Er lachte und fuhr sich durch seine Haare, die in den letzten Wochen so lang geworden waren, dass er seine Locken nicht mehr richtig verbergen konnte. „Das merkst du doch eh nicht. Außerdem kannst du mich besuchen kommen- so in Turnierrente mit freien Wochenenden." Er wandte sich dem Kaffee zu und ich verzog unglücklich mein Gesicht.
„Vielleicht. Wohin ziehst du?"
„Schmargendorf sagt dir nichts, oder?", fragte er und ich zuckte mit den Schultern.
„Nö." Für mich wohnte man in Berlin- und nicht in Schmargendorf.
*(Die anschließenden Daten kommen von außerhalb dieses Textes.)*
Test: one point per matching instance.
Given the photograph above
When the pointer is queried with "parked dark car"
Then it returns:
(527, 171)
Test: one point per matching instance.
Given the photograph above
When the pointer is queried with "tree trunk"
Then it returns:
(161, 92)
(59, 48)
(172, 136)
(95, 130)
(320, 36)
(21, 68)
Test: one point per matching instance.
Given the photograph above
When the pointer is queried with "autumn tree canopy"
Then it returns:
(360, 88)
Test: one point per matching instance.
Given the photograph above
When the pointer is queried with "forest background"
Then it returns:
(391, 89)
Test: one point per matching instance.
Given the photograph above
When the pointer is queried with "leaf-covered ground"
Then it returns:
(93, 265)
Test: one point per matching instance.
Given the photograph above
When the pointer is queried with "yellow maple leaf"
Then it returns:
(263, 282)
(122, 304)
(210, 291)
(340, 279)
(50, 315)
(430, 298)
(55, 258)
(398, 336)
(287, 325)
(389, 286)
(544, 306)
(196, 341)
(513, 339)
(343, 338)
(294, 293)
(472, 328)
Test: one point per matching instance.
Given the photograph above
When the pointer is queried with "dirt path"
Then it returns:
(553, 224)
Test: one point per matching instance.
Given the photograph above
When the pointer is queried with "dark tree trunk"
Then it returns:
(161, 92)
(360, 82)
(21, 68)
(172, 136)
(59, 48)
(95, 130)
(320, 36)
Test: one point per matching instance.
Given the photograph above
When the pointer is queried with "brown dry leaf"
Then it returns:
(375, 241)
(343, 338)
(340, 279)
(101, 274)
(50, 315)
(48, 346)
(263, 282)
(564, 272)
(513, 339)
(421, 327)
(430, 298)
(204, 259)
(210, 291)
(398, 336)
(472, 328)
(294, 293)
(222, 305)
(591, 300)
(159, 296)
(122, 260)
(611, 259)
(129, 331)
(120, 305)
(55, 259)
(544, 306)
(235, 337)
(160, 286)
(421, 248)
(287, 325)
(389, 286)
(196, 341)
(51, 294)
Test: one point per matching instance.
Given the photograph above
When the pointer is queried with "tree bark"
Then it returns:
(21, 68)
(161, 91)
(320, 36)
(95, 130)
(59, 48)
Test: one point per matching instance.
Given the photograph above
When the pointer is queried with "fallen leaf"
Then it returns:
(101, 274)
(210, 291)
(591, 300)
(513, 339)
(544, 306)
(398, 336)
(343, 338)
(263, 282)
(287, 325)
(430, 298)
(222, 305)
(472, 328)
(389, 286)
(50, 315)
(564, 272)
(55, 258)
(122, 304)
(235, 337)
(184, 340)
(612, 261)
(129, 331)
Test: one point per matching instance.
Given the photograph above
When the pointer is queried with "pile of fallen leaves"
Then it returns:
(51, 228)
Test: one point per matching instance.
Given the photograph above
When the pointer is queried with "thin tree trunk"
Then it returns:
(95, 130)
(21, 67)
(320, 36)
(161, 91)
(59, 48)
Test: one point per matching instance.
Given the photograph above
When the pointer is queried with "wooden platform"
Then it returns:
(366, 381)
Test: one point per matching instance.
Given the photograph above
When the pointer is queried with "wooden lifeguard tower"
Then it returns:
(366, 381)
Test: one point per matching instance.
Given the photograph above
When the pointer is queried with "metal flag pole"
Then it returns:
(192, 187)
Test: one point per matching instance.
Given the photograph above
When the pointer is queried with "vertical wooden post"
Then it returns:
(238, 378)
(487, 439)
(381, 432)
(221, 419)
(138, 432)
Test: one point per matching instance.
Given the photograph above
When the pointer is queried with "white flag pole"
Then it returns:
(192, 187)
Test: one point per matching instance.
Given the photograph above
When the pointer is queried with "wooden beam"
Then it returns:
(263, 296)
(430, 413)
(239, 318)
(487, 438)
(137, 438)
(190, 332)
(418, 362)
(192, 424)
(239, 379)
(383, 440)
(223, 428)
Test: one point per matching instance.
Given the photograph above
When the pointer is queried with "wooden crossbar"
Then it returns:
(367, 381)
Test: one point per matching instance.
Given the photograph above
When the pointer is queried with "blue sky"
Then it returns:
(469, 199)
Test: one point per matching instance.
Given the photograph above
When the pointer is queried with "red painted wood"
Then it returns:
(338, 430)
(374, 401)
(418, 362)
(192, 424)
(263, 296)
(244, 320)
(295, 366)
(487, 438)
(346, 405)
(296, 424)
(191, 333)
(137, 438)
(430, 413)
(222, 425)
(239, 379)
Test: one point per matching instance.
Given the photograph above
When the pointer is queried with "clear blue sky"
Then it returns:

Was auch immer das sein sollte.
„Ich hatte jedenfalls unfassbar Glück- ich brauche eine Viertelstunde mit dem Rad zur Arbeit und mein Zimmer hat zwei Ebenen." Er strahlte. „Zu meinem Bett klettere ich eine Treppe hoch und schlafe unter einem gigantischen Dachfenster."
„Nice.", murmelte ich und konnte mich nicht recht mitfreuen. „Wird kuschelig im Sommer."
Lukas schubste mich sachte. „Ohne Witz- du kannst mich besuchen."
„Und deine Mitbewohner?", fragte ich, ohne auf sein Angebot näher einzugehen.
„Ich habe nur einen." Lukas ächzte leise und kratzte sich am Kopf. Es war offensichtlich, dass er weniger Begeisterung für seinen Mitbewohner als für sein Dachfenster übrig hatte. „Ich glaube, er ist unter anderem Yogalehrer."
„Klingt nicht nach einem guten Match."
„Klingt wie: die Wohnung ist perfekt und ich brauchte echt dringend ein Zimmer, also ist es ein geniales Match. Außerdem ist er ruhig und sein Zimmer ist am anderen Ende der Wohnung." Er trank einen großen Schluck von seinem Kaffee und musterte meinen skeptischen Gesichtsausdruck. „Ich stelle auch ein Sofa rein, wenn du kommst."
„Das überzeugt mich natürlich." Ich nahm ihm seinen Kaffee aus der Hand, nahm einen Schluck und versuchte, nicht zu wehmütig auszusehen. Ich war albern. Lukas war nicht aus der Welt- nur fast. Nur eine lange ICE-Strecke entfernt. Also riss ich mich zusammen. „Du kannst dann auf dem Sofa schlafen und ich lege mich unter dein Dachfenster. Wenn du eine Lichterkette anbringst."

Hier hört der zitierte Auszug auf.